Другие неискренни в своем тщеславии и в приписывании себе достоинств, которыми они на самом деле не обладают. Правдивый человек, напротив, скромен и не выставляет напоказ ни себя, ни свои дела. Когда Питт был при смерти, в Англию пришло известие о великих подвигах Веллингтона в Индии. «Чем больше я слышу о его подвигах, — сказал Питт, — тем больше я восхищаюсь той скромностью, с которой он принимает заслуженную им похвалу. Он единственный человек, которого я знал, кто не кичился тем, что сделал, хотя имел на то все основания».

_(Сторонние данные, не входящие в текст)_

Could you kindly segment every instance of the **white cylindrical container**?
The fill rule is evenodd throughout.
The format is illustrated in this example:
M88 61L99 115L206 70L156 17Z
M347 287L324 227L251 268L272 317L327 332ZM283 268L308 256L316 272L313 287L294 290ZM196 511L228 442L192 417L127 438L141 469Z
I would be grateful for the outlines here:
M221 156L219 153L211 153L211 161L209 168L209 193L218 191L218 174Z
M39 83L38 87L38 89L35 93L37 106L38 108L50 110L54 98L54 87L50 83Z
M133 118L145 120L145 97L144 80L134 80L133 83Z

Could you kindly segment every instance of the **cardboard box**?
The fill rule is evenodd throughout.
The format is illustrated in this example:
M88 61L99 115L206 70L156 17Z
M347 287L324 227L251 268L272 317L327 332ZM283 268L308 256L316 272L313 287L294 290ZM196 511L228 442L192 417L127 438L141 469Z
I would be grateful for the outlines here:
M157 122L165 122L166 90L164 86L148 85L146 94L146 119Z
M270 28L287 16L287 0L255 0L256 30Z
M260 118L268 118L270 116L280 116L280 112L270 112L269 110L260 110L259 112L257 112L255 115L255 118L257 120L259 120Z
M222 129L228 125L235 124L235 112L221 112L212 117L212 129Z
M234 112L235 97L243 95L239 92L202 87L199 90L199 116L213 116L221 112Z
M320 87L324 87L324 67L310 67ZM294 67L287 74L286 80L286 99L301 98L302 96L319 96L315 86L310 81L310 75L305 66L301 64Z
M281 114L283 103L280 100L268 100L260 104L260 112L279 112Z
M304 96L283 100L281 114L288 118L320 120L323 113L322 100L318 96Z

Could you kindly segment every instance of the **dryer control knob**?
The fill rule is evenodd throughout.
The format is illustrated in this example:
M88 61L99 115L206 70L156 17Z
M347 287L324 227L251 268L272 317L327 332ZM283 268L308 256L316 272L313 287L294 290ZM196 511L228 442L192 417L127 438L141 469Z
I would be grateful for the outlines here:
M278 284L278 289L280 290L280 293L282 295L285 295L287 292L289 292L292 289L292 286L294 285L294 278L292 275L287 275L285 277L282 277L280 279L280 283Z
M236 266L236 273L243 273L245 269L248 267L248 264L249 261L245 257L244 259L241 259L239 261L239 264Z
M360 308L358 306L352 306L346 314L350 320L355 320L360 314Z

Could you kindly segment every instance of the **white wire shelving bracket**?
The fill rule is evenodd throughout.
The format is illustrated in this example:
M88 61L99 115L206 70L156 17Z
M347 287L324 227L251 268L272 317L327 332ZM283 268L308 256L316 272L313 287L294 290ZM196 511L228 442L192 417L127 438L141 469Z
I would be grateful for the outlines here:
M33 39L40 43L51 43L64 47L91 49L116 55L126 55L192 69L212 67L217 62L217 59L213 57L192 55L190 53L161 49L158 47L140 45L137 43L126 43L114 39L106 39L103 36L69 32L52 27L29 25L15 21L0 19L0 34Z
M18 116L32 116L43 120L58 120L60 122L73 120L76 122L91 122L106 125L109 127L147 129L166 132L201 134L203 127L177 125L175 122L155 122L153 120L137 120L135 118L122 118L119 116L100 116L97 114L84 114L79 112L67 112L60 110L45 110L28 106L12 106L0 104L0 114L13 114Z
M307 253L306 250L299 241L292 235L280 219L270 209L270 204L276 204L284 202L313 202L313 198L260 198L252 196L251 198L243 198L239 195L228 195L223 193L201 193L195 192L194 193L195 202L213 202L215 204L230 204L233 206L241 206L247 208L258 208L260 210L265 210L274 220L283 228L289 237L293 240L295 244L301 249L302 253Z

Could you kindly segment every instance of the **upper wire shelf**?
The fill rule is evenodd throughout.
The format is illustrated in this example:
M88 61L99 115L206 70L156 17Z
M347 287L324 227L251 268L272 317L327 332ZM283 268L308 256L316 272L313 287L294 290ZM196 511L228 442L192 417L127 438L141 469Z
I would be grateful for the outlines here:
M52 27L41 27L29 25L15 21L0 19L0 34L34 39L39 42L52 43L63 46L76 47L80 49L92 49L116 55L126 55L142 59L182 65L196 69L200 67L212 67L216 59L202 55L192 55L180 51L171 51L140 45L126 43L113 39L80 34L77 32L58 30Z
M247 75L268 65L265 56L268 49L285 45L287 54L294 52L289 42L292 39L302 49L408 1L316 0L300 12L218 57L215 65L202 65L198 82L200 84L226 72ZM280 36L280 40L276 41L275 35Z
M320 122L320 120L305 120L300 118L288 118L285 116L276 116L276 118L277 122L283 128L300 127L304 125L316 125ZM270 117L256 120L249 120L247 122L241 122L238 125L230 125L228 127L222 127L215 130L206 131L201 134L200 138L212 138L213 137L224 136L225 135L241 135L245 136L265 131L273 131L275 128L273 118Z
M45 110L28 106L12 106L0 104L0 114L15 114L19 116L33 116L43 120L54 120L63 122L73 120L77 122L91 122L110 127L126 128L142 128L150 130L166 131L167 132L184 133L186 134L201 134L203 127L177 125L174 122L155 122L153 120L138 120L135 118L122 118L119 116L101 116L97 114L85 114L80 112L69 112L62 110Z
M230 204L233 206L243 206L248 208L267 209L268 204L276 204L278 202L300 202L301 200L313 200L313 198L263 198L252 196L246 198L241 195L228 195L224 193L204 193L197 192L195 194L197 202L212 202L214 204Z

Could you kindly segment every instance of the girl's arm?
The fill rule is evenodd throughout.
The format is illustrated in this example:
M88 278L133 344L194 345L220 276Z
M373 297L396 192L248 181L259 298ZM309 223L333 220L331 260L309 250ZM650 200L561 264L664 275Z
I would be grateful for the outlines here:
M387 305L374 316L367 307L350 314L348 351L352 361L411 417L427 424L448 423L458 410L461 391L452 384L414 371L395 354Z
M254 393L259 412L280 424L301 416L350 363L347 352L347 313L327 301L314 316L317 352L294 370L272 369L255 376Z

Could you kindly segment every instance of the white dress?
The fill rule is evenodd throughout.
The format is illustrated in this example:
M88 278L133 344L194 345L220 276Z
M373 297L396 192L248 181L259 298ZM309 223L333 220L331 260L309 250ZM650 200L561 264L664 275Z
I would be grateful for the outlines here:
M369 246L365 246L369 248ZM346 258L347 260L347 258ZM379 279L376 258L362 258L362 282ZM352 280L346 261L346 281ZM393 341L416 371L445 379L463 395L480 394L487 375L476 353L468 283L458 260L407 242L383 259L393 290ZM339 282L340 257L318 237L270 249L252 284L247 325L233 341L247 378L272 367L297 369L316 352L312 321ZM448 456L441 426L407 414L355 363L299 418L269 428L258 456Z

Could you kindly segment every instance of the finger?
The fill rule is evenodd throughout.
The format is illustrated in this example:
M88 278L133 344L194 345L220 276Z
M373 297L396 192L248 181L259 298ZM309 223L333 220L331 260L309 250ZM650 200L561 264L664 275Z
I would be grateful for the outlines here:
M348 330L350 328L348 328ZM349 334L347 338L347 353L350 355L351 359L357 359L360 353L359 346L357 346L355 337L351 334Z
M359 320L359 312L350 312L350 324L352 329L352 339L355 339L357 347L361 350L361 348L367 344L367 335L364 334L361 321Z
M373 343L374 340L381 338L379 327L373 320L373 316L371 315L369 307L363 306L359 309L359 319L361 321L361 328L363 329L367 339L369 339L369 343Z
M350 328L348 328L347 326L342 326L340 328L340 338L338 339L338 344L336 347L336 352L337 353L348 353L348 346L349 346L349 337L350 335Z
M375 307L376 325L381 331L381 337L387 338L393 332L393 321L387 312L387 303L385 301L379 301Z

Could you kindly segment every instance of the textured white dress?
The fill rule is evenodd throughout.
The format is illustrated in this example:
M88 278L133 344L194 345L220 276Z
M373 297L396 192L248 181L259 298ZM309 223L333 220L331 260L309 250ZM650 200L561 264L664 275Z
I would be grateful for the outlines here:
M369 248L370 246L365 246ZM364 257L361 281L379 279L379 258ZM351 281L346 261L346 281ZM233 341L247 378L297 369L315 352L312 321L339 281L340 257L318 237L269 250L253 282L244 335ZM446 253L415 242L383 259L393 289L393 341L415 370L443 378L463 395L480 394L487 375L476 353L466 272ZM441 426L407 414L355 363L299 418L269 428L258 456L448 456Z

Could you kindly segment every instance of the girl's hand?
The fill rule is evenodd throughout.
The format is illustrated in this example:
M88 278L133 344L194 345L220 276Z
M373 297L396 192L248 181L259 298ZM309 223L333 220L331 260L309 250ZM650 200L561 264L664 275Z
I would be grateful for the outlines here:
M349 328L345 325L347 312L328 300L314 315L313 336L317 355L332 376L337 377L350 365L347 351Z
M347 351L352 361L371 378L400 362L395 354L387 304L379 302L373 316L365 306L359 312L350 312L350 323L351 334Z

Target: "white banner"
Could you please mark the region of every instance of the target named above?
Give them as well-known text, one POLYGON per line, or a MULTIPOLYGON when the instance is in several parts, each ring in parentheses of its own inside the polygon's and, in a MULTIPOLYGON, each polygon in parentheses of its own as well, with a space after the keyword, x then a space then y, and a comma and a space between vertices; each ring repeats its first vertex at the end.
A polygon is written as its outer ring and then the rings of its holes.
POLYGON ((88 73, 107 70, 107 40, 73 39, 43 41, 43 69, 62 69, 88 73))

Так профессор Тиндаль говорил о Фарадее, что «притворство любого рода, будь то в жизни или в философии, было ему ненавистно». Доктор Маршалл Холл был человеком такого же духа — мужественно правдивым, исполнительным и благородным. Один из его самых близких друзей говорил о нем, что, где бы он ни встречал неискренность или дурные намерения, он разоблачал их, говоря: «Я не хочу и не могу дать согласие на ложь». Вопрос «правильно или неправильно», однажды решенный в его уме, приводил к тому, что он следовал правильному, невзирая на жертвы или трудности — ни целесообразность, ни склонности не имели для него ни малейшего значения.
Не было добродетели, которую доктор Арнольд старался бы привить молодым людям более усердно, чем добродетель правдивости, считая ее самой мужественной из добродетелей, поистине основой всей истинной мужественности. Он называл правдивость «нравственной прозрачностью» и ценил ее выше любого другого качества. Когда обнаруживалась ложь, он относился к ней как к тяжкому нравственному проступку; но когда ученик делал заявление, он принимал его с доверием. «Если ты так говоришь, этого вполне достаточно; КОНЕЧНО, я верю твоему слову». Доверяя им и веря им, он воспитывал в молодых людях правдивость; в конце концов мальчики стали говорить друг другу: «Стыдно лгать Арнольду — он всегда верит».
Одним из самых ярких примеров характера исполнительного, правдивого, трудолюбивого человека является жизнь покойного Джорджа Уилсона, профессора технологии Эдинбургского университета. Хотя мы приводим этот пример в разделе «Долг», он с таким же успехом мог бы стоять в разделе «Мужество», «Бодрость» или «Трудолюбие», ибо он в равной степени иллюстрирует эти качества.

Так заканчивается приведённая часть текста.